A equipe da Assessoria Técnica da Secretaria Municipal de Cidadania, Assistência Social e Políticas Integradas (Semcaspi) realizou nesta quinta-feira (24) uma reunião para alinhamento e apresentação do fluxo da continuidade das parcerias para execução dos serviços de ação continuada. Durante o encontro foram apresentadas as demandas para o ano de 2020 nas áreas de proteção social básica, proteção social especial e segurança alimentar.

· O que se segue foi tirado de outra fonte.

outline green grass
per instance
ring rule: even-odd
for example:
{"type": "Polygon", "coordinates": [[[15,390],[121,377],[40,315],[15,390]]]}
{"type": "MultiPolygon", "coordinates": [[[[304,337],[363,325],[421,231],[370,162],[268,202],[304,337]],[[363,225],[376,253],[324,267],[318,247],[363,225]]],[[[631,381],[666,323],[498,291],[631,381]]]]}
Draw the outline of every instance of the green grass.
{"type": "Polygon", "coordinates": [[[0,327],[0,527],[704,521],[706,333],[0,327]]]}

As parcerias são celebradas entre Prefeitura de Teresina através da Semcaspi e entidades da rede socioassistencial do município. Ao todo são 16 entidades contempladas, como a Ação Social Arquidiocesana (Asa), Associação dos Cegos do Piauí (Acep), Piauí e Gestão, Fundação Cajuína, Fazenda da Paz, Associação de Pais e Amigos dos Excepcionais (Apae), Casa Frederico Ozanam, Casa da Juventude Santa Cabrini, Ama, Casa São José, Casa do Oleiro e Santa Cabrini.

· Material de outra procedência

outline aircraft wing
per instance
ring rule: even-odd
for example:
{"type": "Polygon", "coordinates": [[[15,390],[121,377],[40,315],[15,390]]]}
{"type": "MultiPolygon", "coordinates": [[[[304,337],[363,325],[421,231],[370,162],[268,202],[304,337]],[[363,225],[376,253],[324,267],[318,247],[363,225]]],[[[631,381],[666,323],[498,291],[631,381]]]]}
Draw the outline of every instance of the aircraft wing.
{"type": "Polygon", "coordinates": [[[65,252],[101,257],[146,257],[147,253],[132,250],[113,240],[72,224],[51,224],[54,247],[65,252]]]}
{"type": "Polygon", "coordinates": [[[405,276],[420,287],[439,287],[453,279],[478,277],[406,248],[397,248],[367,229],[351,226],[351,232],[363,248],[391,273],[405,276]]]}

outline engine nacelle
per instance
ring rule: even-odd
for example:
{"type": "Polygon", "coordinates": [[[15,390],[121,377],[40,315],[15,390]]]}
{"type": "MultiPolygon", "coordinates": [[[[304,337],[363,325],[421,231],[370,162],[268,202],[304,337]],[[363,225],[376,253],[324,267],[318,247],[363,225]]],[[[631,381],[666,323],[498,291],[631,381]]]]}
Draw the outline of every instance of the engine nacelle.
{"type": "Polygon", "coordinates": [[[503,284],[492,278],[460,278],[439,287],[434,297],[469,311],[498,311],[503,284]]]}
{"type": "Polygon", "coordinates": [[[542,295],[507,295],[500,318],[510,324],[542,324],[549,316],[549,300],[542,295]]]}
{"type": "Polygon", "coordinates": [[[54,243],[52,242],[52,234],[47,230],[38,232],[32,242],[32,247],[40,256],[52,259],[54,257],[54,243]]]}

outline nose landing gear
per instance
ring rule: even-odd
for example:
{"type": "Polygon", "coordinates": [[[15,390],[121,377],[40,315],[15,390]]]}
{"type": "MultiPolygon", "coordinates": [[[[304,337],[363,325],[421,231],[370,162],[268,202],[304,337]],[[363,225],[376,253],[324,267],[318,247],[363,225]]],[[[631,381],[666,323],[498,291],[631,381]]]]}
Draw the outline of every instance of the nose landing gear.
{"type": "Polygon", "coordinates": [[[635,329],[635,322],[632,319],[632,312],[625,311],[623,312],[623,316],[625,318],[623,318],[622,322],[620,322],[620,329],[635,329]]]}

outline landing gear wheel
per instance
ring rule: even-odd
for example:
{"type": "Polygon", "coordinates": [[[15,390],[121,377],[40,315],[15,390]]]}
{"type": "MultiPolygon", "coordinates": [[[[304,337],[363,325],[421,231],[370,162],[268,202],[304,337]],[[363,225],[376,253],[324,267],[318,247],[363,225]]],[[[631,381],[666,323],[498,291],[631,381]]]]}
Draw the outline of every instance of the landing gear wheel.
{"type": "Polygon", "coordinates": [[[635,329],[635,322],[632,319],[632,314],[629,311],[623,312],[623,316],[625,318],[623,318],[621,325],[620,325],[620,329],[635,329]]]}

O secretário da Semcaspi, Samuel Silveira, falou sobre a necessidade de diálogo constante entre os parceiros e a secretaria. “Existem requisitos que são necessários serem cumpridos para que estas parcerias sejam mantidas. O primeiro é ter o recuso; o segundo é existir sensibilidade de querer repassar e acho que isso seja o que há de mais permanente entre a Prefeitura e as entidades. Outra circunstância é a regularidade que não depende da Prefeitura, mas unicamente das entidades que precisam cumprir as regras exigidas para que a Procuradoria Geral do Município possa aprovar o financiamento”.

A técnica integrante da Comissão de Monitoramento e Avaliação das parcerias Iracilda Alves Braga afirmou que as reuniões são feitas anualmente por se tratar de ações continuadas e enfatizou a importância de as entidades estarem atentas aos prazos e alinhamentos para a garantia da prestação de serviços de assistência social à população.

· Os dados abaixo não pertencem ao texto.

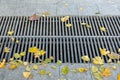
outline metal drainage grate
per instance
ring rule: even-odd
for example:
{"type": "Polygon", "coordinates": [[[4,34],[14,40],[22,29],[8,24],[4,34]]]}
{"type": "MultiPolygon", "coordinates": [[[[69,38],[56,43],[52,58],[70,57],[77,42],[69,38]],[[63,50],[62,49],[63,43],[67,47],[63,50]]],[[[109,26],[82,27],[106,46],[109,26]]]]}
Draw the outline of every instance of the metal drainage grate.
{"type": "MultiPolygon", "coordinates": [[[[46,54],[41,59],[54,56],[56,62],[61,60],[64,63],[83,63],[81,56],[88,55],[91,59],[95,56],[101,56],[105,62],[108,57],[102,56],[99,48],[106,48],[107,50],[117,53],[120,47],[120,37],[77,37],[77,38],[30,38],[30,37],[16,37],[20,41],[19,44],[11,42],[10,38],[0,38],[2,43],[0,46],[0,60],[3,58],[9,61],[14,53],[26,51],[27,55],[21,60],[29,62],[38,62],[31,53],[28,53],[28,48],[37,46],[40,49],[46,50],[46,54]],[[4,47],[10,48],[10,53],[4,53],[4,47]]],[[[114,60],[113,62],[116,62],[114,60]]]]}
{"type": "Polygon", "coordinates": [[[66,28],[59,17],[40,17],[38,21],[28,21],[28,17],[0,17],[0,35],[6,36],[9,30],[14,30],[14,36],[118,36],[120,35],[120,16],[70,16],[66,28]],[[87,29],[81,23],[88,23],[87,29]],[[100,27],[107,32],[100,31],[100,27]]]}

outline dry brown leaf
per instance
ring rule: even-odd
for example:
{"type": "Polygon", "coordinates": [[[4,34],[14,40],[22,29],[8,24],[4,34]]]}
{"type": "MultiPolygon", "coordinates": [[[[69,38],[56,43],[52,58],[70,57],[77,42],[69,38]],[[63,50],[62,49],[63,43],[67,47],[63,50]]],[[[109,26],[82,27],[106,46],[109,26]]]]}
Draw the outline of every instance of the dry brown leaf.
{"type": "Polygon", "coordinates": [[[29,17],[30,21],[38,20],[39,16],[37,14],[33,14],[32,16],[29,17]]]}

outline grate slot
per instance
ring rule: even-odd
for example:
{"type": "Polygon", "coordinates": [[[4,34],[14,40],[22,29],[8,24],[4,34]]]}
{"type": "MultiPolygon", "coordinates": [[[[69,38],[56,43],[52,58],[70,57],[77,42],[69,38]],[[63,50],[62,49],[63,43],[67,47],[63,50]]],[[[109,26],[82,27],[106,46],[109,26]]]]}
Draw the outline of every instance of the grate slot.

“Existem algumas particularidades que a cada ano precisam ser ajustadas como o plano de trabalho. Por isso, é importante repassar às entidades a necessidade do planejamento e cabe à comissão da Semcaspi o monitoramento e avaliação destas parcerias para uma boa execução dos serviços e boa gestão dos recursos da assistência social no município. Sem estas parcerias teríamos muitas dificuldades em viabilizar estes serviços para a população”, afirma Iracilda Alves Braga, assessora técnica da Semcaspi.

As dificuldades circunstanciais para a execução das ações de assistência social também foram destacadas pelo secretário Samuel Silveira. Ele afirma que estas execuções ficam submetidas aos repasses do Governo Federal e ainda citou a recente proposta orçamentária com uma redução de 64% dos repasses para o Conselho Nacional de Assistência Social.

“Se, eventualmente, esta proposta do Governo Federal se materializar e prevalecer, naturalmente, nós teremos que renovar os diálogos contando com a sensibilidade e honestidade das entidades em abrir para a Prefeitura as dificuldades e rediscutir as nossas parcerias, infelizmente, sob pena de não serem renovadas”, concluiu.